This is a development that could roil the waters of not just Minnesota politics but also the MeToo movement nationwide. Franken resigned from Congress in January after it was reported he'd allegedly groped women's backsides and forcibly kissed a woman. A photo of Franken, widely grinning while pretending to grab a sleeping woman's breasts, was especially damning.

Franken claimed he'd not done anything to bring dishonor to the Senate and that he was confident that he could be cleared by an ethics committee. But as pressure mounted even within his own party, he resigned and said "this decision is not about me. It's about the people of Minnesota."

We felt then and now that it was the right thing to do.

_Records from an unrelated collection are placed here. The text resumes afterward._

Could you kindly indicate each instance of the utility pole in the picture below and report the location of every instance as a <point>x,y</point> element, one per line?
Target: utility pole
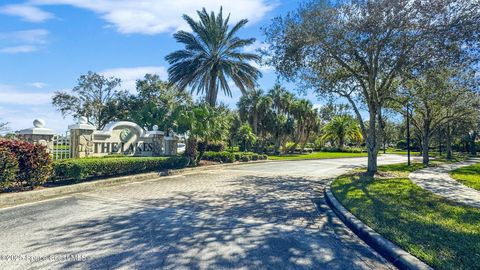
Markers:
<point>408,134</point>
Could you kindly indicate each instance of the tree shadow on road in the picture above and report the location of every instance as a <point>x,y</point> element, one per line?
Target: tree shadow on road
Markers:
<point>264,223</point>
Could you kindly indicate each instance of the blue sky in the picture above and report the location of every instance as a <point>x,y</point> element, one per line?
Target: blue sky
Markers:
<point>45,45</point>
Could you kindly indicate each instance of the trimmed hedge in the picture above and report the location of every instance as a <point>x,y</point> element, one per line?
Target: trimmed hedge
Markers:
<point>224,157</point>
<point>80,169</point>
<point>228,157</point>
<point>34,163</point>
<point>8,168</point>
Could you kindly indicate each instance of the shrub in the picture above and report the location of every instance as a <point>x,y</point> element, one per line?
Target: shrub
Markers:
<point>80,169</point>
<point>34,162</point>
<point>227,157</point>
<point>344,150</point>
<point>216,147</point>
<point>8,168</point>
<point>245,158</point>
<point>224,157</point>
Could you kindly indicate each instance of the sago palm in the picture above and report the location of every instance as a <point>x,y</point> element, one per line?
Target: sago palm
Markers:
<point>212,55</point>
<point>340,129</point>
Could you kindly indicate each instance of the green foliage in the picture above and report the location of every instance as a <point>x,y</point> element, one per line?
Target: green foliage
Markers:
<point>80,169</point>
<point>229,157</point>
<point>343,150</point>
<point>216,147</point>
<point>444,234</point>
<point>34,162</point>
<point>224,157</point>
<point>469,176</point>
<point>212,54</point>
<point>340,129</point>
<point>157,103</point>
<point>95,97</point>
<point>246,137</point>
<point>204,123</point>
<point>8,168</point>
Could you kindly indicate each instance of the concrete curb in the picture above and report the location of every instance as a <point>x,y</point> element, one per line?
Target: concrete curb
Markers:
<point>8,200</point>
<point>396,255</point>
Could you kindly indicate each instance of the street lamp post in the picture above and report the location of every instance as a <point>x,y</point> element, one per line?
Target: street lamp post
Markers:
<point>408,134</point>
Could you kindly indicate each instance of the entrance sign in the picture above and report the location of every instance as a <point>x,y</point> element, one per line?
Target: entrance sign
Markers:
<point>120,137</point>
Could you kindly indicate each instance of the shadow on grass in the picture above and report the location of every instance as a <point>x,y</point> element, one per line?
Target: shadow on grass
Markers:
<point>444,234</point>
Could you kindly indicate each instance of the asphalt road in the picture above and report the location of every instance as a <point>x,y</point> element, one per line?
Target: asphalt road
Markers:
<point>256,216</point>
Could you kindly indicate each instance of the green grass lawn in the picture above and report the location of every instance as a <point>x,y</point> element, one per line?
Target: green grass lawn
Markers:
<point>469,176</point>
<point>443,234</point>
<point>316,155</point>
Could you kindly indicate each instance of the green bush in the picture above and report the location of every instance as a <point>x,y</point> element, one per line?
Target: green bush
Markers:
<point>34,162</point>
<point>343,150</point>
<point>216,147</point>
<point>80,169</point>
<point>224,157</point>
<point>228,157</point>
<point>8,168</point>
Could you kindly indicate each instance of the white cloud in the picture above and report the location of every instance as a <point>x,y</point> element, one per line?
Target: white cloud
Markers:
<point>129,75</point>
<point>32,36</point>
<point>22,41</point>
<point>38,85</point>
<point>159,16</point>
<point>26,12</point>
<point>19,49</point>
<point>11,95</point>
<point>263,68</point>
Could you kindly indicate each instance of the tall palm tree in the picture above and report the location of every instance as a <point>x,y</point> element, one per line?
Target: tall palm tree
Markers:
<point>212,54</point>
<point>342,128</point>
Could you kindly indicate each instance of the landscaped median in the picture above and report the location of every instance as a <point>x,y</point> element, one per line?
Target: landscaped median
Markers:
<point>469,176</point>
<point>317,155</point>
<point>443,234</point>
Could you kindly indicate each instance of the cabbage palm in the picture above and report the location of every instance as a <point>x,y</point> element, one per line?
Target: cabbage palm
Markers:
<point>342,128</point>
<point>212,54</point>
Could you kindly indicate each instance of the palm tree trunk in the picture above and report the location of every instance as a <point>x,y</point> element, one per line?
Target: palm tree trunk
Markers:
<point>372,145</point>
<point>212,93</point>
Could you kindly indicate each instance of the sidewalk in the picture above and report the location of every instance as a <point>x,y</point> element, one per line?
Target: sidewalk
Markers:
<point>438,181</point>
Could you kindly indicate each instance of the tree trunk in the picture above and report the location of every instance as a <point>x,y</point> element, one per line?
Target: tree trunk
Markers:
<point>425,143</point>
<point>449,143</point>
<point>191,151</point>
<point>203,148</point>
<point>213,91</point>
<point>473,146</point>
<point>372,145</point>
<point>341,142</point>
<point>255,123</point>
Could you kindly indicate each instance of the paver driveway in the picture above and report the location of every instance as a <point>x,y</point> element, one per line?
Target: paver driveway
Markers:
<point>258,216</point>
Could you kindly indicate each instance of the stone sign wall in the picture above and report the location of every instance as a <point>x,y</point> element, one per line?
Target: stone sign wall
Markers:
<point>121,137</point>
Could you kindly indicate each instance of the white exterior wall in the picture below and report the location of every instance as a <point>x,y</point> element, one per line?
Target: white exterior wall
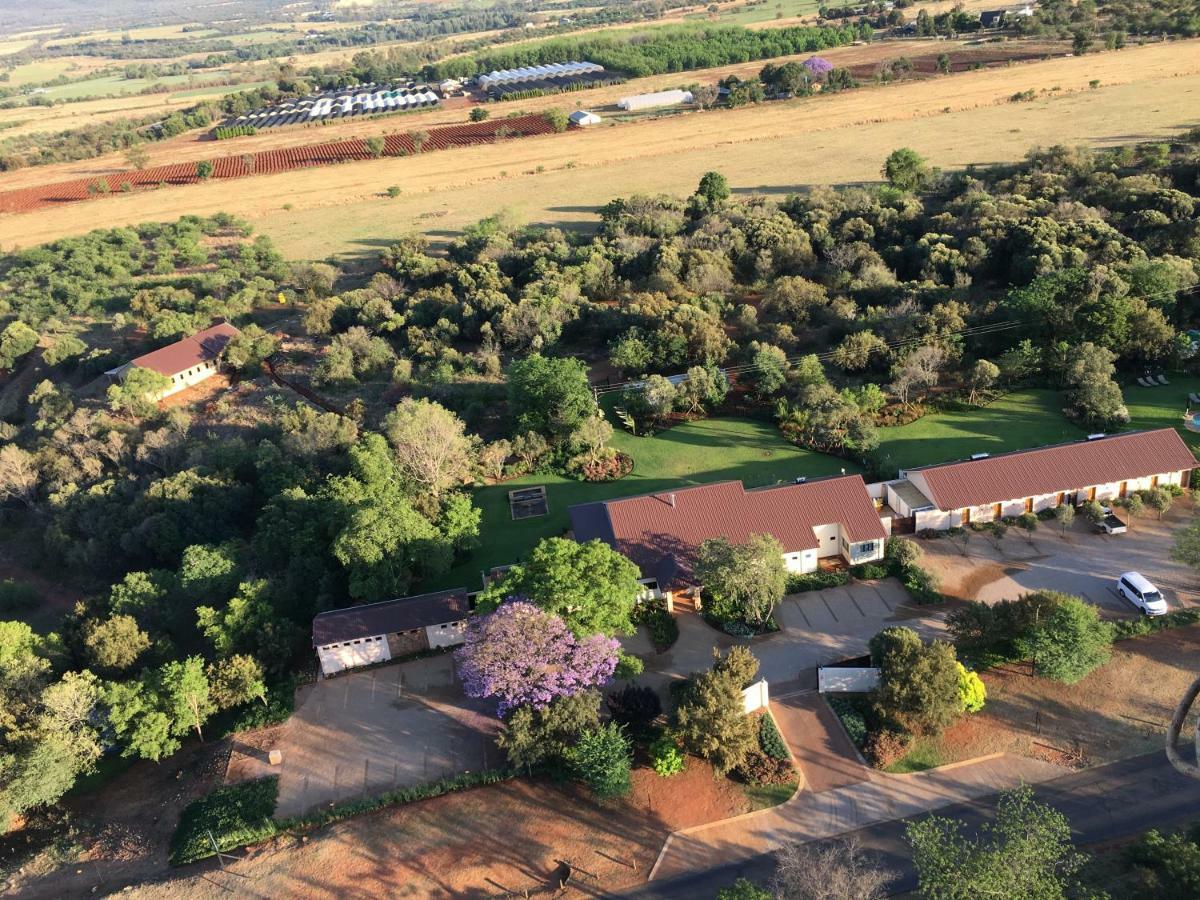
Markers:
<point>450,634</point>
<point>942,520</point>
<point>348,654</point>
<point>828,540</point>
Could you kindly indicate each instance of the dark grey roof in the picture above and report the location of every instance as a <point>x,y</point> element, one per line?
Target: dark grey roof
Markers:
<point>389,616</point>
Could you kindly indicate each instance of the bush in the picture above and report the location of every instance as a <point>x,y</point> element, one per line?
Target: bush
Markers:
<point>869,571</point>
<point>771,741</point>
<point>886,747</point>
<point>663,628</point>
<point>635,706</point>
<point>816,581</point>
<point>17,595</point>
<point>851,719</point>
<point>666,757</point>
<point>235,816</point>
<point>757,768</point>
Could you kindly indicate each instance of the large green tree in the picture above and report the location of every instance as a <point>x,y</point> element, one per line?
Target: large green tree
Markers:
<point>589,586</point>
<point>1024,855</point>
<point>550,395</point>
<point>743,581</point>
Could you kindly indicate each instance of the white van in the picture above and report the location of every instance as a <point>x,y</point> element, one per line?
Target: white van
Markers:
<point>1138,591</point>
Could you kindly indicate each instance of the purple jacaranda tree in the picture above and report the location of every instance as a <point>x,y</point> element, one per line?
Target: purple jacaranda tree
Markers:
<point>819,67</point>
<point>522,655</point>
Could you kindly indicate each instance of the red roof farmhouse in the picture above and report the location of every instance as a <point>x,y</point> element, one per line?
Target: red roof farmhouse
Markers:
<point>187,361</point>
<point>661,533</point>
<point>987,487</point>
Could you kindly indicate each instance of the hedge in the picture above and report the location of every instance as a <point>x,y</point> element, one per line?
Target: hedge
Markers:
<point>235,815</point>
<point>241,814</point>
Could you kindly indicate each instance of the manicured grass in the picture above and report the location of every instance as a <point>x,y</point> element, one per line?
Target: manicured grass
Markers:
<point>689,454</point>
<point>1163,407</point>
<point>925,754</point>
<point>766,796</point>
<point>1015,421</point>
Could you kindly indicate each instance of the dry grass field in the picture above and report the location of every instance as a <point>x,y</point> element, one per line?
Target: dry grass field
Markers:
<point>1145,94</point>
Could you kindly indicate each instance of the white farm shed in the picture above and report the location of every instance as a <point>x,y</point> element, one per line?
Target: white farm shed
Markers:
<point>659,99</point>
<point>377,633</point>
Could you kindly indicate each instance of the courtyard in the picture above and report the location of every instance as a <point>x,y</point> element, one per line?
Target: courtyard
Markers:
<point>366,732</point>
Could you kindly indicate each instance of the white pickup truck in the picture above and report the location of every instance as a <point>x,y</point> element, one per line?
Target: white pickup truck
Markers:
<point>1110,523</point>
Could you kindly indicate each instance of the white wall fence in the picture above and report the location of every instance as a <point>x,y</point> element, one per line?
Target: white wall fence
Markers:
<point>844,679</point>
<point>756,696</point>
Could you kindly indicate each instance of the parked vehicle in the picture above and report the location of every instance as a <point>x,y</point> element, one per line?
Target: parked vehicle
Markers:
<point>1138,591</point>
<point>1110,523</point>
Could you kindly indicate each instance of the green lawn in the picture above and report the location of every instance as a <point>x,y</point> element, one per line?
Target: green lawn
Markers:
<point>751,450</point>
<point>690,454</point>
<point>1017,421</point>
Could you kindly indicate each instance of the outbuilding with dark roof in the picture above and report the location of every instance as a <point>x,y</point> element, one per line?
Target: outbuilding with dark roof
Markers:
<point>989,487</point>
<point>377,633</point>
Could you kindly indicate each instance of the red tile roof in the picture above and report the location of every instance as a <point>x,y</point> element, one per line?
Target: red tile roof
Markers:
<point>663,532</point>
<point>1065,467</point>
<point>190,352</point>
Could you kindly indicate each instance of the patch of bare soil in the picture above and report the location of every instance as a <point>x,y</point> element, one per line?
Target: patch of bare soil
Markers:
<point>125,826</point>
<point>1119,711</point>
<point>516,837</point>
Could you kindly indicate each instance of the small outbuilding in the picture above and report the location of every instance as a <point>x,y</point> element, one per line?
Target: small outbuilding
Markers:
<point>659,99</point>
<point>187,361</point>
<point>377,633</point>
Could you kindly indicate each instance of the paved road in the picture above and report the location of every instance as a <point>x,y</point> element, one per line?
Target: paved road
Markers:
<point>1105,803</point>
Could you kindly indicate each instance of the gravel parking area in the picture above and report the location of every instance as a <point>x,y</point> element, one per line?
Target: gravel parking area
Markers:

However, if Franken is so inclined, he should run again for office. While MeToo controversies have proven lethal to careers in business and Hollywood, that isn't necessarily the case in politics. For example, President Trump notably overcame a MeToo-like controversy on his way to the White House.

How?

Because in politics, it comes down to voters, not political correctness or social-media's mob mentality. If voters deem an offense, shall we say, forgivable, then the offending candidate wins. It's as simple as that.

Minnesota Sen. Amy Klobuchar, also a Democrat, last week hinted that Franken may not be done with public life. At a TimesTalk panel, sponsored by the New York Times, she said Franken has "had two acts and he's still going to have a third."

She has emphasized the need for due process during the MeToo movement and said that since misconduct varies, consequences should too.

If Franken is inclined to climb back upon the political stage, he should run. It's also important to keep in context the allegations against him. The aforementioned photo, for example, was taken two years before he became a senator and while he still was earning a living in the comedy industry. Should that make a difference? Well, as mentioned, that's up to the voters.

And again, it seems politics is the only place where MeToo offenders can keep or regain their place of prominence.

Politics aside, would we vote for Franken in some future, hypothetical, congressional election?

Probably not. He made a reputation as a "champion of women" - those are his words - but evidence and multiple accusations make us question that claim.